This episode features meditation teacher, journalist, and rabbi Jay Michaelson, who shares his unconventional journey into meditation, the balance between activism and spirituality, and practical tools for cultivating mindfulness in everyday life. The conversation explores how meditation can foster resilience, reduce reactivity, and even contribute to societal transformation.

Notable Quotes

- After the ecstasy, the laundry. You can have a peak experience, but if there's no integration into your life, what good is it?Jay Michaelson, on the importance of applying meditation insights to daily living.

- Mindfulness can be used as a technology of selfishness, but if 10% of people get 10% kinder, that’s a decent start.Jay Michaelson, on the potential societal impact of meditation.

- Let’s create a permission structure for you to keep living the way you want to live.Jay Michaelson, quoting his therapist on embracing a multifaceted life.

🧘‍♂️ The Journey into Meditation

- Jay’s path to meditation began with a desire for mystical experiences rather than a need to alleviate suffering.

- He identifies as a greed type in Buddhist psychology, driven by a hunger for diverse experiences, including spiritual and religious exploration.

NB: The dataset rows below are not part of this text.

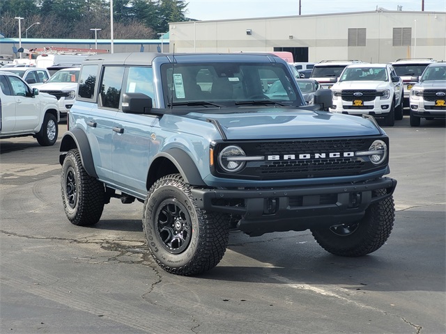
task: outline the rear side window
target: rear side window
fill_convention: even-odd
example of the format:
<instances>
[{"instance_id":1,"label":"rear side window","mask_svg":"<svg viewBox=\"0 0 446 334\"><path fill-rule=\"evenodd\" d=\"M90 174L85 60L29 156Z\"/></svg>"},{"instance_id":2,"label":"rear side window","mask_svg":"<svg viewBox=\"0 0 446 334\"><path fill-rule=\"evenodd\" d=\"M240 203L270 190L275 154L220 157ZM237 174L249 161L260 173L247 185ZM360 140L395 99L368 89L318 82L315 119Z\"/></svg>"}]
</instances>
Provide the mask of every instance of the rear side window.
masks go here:
<instances>
[{"instance_id":1,"label":"rear side window","mask_svg":"<svg viewBox=\"0 0 446 334\"><path fill-rule=\"evenodd\" d=\"M153 99L153 73L152 68L148 67L130 67L125 93L142 93Z\"/></svg>"},{"instance_id":2,"label":"rear side window","mask_svg":"<svg viewBox=\"0 0 446 334\"><path fill-rule=\"evenodd\" d=\"M79 92L77 93L79 97L93 99L95 94L97 73L97 65L88 65L82 67L79 81Z\"/></svg>"},{"instance_id":3,"label":"rear side window","mask_svg":"<svg viewBox=\"0 0 446 334\"><path fill-rule=\"evenodd\" d=\"M115 109L119 108L125 69L124 67L117 66L104 67L100 95L102 106Z\"/></svg>"}]
</instances>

- His first silent meditation retreat 25 years ago was transformative, offering profound joy and equanimity but also revealing subconscious suffering.

🔥 Balancing Activism and Spirituality

- Jay discusses the tension between his roles as an activist and a spiritual practitioner, emphasizing the need for resilience to avoid burnout.

- He describes his career as bifurcated, with activism addressing short-term societal issues and spirituality providing long-term grounding.

- The concept of a permission structure helped him embrace his multifaceted identity without feeling pressured to choose one path.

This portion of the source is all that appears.